If Occulus were here, he would have somehow known that right now was the perfect time to ask what things Vere would have done differently in life if she too were given a second chance. When she tried to think of an answer, there were too many regrets to keep track of. She would have spent more time with her mother after she became sick. Being young and naïve, she hadn’t appreciated just how fast the days went by. She would have spent less time goofing off with Galen and spent more time asking him questions. If he vanished without a word, there was obviously a whole part of his life that she had no idea about. She had thought of him as the person she knew best in the galaxy. Obviously, she had known very little. She would have reminded her father that just because her true love had left didn’t mean she was some piece of the kingdom’s property to be bartered with. She wouldn’t have run to Folliet-Bright. She wouldn’t have agreed to chop off a big green menace’s head without thought to what might happen next. She might have, she could have, she should have.
Looking back on her life up until this point, her lungs burned at the idea that if she ever did earn a name it very well could be Vere the Might-Have-Been. The thought made her groan and cast her eyes downward. There were so many better ways to be remembered. Occulus had been loyal and understanding. A’la Dure had been contemplative and serene. These were the things she wanted people to remember her as. Not as a thief or a drunk. Not as someone who didn’t live up to her destiny.
She was brought out of her daze by a low hum in the distance. As they listened, the humming grew louder and louder.
“Pistol, what can you tell me?”
“A modified Newleb rover, running on a single Trexel type engine.”
Before she could ask if it was a ship found in her father’s fleet, she saw it coming at them from the side, in line with the forest’s edge rather than straight across the field from the direction of CamaLon.
“Bounty hunter,” she mumbled, and then to everyone, “Find cover if you want to live!”
Except for Morgan, the group dispersed. She remained out in the open, arms folded, staring at the vessel as it raced toward them. Everyone else scrambled for a place to hide. However, there were few options for protection.

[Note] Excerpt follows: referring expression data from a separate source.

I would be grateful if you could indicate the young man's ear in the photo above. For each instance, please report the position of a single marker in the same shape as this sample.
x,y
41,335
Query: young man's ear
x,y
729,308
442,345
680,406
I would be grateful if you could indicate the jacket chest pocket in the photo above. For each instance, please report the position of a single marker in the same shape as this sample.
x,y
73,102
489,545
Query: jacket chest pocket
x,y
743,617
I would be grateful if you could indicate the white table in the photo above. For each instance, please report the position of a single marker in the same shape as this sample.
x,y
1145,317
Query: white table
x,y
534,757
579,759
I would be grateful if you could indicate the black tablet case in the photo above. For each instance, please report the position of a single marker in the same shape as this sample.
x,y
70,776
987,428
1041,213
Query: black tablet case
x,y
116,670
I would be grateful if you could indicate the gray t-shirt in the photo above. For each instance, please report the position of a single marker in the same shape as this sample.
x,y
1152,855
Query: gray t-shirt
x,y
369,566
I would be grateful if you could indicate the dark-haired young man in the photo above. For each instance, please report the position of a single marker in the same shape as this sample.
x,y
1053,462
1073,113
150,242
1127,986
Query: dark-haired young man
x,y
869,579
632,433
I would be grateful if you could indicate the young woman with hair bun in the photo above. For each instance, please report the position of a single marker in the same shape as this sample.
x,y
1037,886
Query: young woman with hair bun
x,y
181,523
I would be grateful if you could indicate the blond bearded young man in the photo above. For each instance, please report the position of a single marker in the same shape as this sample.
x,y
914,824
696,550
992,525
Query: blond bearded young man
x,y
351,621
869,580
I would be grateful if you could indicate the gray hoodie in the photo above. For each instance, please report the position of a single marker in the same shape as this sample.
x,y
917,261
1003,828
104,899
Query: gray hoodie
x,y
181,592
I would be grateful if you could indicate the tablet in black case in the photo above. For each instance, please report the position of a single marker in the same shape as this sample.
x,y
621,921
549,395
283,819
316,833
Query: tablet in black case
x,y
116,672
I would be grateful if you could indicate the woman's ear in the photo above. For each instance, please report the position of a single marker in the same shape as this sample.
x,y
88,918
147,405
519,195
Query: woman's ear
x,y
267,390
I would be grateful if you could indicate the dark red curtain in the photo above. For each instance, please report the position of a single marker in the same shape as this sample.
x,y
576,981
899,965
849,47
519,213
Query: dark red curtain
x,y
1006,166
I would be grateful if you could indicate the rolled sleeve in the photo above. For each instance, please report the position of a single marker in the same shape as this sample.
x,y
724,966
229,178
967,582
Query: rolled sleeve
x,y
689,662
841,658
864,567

Baldwin found a boulder that he curled up behind. Vere did the same. Fastolf and Traskk, much too large for any of the rocks to hide them effectively, looked at each other, then started running back into the forest, with Traskk getting there in less than a third of the time it took Fastolf.
As Vere watched from behind her rock, Morgan remained in the open, blaster in hand, refusing to move. She also didn’t shoot at the bounty hunter’s ship. Probably, Vere suspected, because she knew a handheld blaster would have little or no effect on a ship of that size. Once the bounty hunter’s vessel was close enough for the pilot and Morgan to see each other, the ship began firing. But instead of shooting at Morgan, it targeted the rocks where Vere was crouched. One by one, the rocks burst into sprays of tiny stone projectiles.
“Get away from the rocks,” Morgan said, still standing out in the open, still wondering what she could do to hurt the ship.
“There’s nowhere else to hide.”
Although Morgan couldn’t see him, she recognized the voice as Baldwin’s.
“If you’re standing behind one of those boulders when it explodes you’re going to wish you’d died from a direct blast. They’ll be picking rock out of your dead body for days.”